Kochany na całym świecie pisarz fantasy, Terry Pratchett, już nigdy nie zaskoczy nas nowymi, odkrytymi pośmiertnie tekstami. Zgodnie z jego wolą dysk twardy z jego roboczymi tekstami rozjechano parowym walcem. Dlaczego tego chciał?
Terry Pratchett kazał zniszczyć swoje niedokończone książki. Żeby nikt na nim nie żerował

Wszystko odbyło się tak, jak zaplanował autor – piękny parowy walec marki John Fowler & Co nazwany Lord Jericho pojawił się na plenerowej imprezie Great Dorset Steam Fair w ramach otwarcia nowej wystawy poświęconej życiu i twórczości pisarza. Dwa lata temu autor popularnej serii opowieści ze Świata Dysku zmarł po długiej batalii z chorobą Alzheimera. 

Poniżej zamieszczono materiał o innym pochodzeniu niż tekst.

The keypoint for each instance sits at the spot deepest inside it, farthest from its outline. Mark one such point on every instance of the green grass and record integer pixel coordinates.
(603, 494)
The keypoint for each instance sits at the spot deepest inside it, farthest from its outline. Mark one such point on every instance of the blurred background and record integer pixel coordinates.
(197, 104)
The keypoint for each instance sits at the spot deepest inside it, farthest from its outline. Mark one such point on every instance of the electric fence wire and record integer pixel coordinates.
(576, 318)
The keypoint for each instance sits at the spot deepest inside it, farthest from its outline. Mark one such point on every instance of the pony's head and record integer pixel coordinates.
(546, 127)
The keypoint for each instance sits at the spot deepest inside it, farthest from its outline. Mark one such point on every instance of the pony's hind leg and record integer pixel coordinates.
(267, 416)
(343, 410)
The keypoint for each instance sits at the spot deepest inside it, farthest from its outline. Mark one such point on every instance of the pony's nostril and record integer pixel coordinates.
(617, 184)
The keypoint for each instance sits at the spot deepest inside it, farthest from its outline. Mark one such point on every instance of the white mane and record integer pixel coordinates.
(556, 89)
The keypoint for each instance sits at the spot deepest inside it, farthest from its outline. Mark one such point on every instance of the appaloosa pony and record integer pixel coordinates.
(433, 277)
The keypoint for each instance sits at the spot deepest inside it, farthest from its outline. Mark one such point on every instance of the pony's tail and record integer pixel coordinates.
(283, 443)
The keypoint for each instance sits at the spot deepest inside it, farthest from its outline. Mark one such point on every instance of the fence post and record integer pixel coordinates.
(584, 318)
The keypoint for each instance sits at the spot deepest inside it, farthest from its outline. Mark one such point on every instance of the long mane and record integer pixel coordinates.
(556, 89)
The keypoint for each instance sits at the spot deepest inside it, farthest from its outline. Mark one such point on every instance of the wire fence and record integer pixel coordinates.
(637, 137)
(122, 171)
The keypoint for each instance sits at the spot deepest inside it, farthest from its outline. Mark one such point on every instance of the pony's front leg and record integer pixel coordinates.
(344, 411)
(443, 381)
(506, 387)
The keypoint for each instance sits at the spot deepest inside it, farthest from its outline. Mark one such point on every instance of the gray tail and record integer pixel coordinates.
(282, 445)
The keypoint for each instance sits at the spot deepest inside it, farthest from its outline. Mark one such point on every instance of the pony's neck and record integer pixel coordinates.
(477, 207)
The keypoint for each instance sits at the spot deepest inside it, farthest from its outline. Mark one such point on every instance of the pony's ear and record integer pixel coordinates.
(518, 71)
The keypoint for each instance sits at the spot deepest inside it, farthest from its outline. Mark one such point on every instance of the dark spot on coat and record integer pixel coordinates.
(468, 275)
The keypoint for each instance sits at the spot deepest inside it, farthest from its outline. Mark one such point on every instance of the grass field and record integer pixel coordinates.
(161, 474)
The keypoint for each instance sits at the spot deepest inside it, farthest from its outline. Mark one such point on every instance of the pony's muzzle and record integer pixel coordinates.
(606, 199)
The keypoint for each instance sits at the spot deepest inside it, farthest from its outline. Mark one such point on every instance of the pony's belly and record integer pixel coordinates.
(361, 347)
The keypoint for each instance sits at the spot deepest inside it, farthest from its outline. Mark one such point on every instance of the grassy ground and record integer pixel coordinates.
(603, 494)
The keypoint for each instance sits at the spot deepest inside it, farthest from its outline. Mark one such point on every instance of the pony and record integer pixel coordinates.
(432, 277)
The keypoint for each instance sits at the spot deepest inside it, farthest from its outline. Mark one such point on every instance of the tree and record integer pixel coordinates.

Zaraz po jego odejściu Neil Gaiman, także pisarz fantasy (równie kultowy wśród fanów gatunku), przyjaciel i częsty wspólpracownik Pratchetta powiedział, że jednym z ostatnich życzeń twórcy przygód czarodzieja Rincewinda było to by “wszystko nad czym pracował w dniu śmierci, włącznie z jego komputerami, zostało rozjechane przez parowy walec.”

Na portalu Twitter w ubiegły piątek zarządzający majątkiem pisarza Rob Wilkins zamieścił zdjęcia i ogłosił światu, że spełnił życzenie autora. 

Życzenie pisarza jest zrozumiałe, gdy zna się jego obecne w książkach wyjątkowe poczucie humoru oraz dystans do siebie, swoich bohaterów i całego świata.  

Decyzję Pratchetta nietrudno zrozumieć obserwując losy twórczości wielu artystów po ich śmierci, kiedy do dziś każda najmniejsza pamiątka, skrawek zapisków, niedokończona piosenka, cokolwiek – wszystko wystawiane jest na sprzedaż i wyciskane jak cytryna by zarobić na znanym nazwisku -> zobaczcie galerię artystów, których twórczość i osoby spotkał taki los

Autor ponad 70 powieści dowiedział się o chorobie w 2007 roku, od tego czasu angażował się w kampanie na rzecz legalizacji świadomej eutanazji, wystąpił między innymi w filmie dokumentalnym BBC pod tytułem “Terry Pratchett: Choosing to Die.”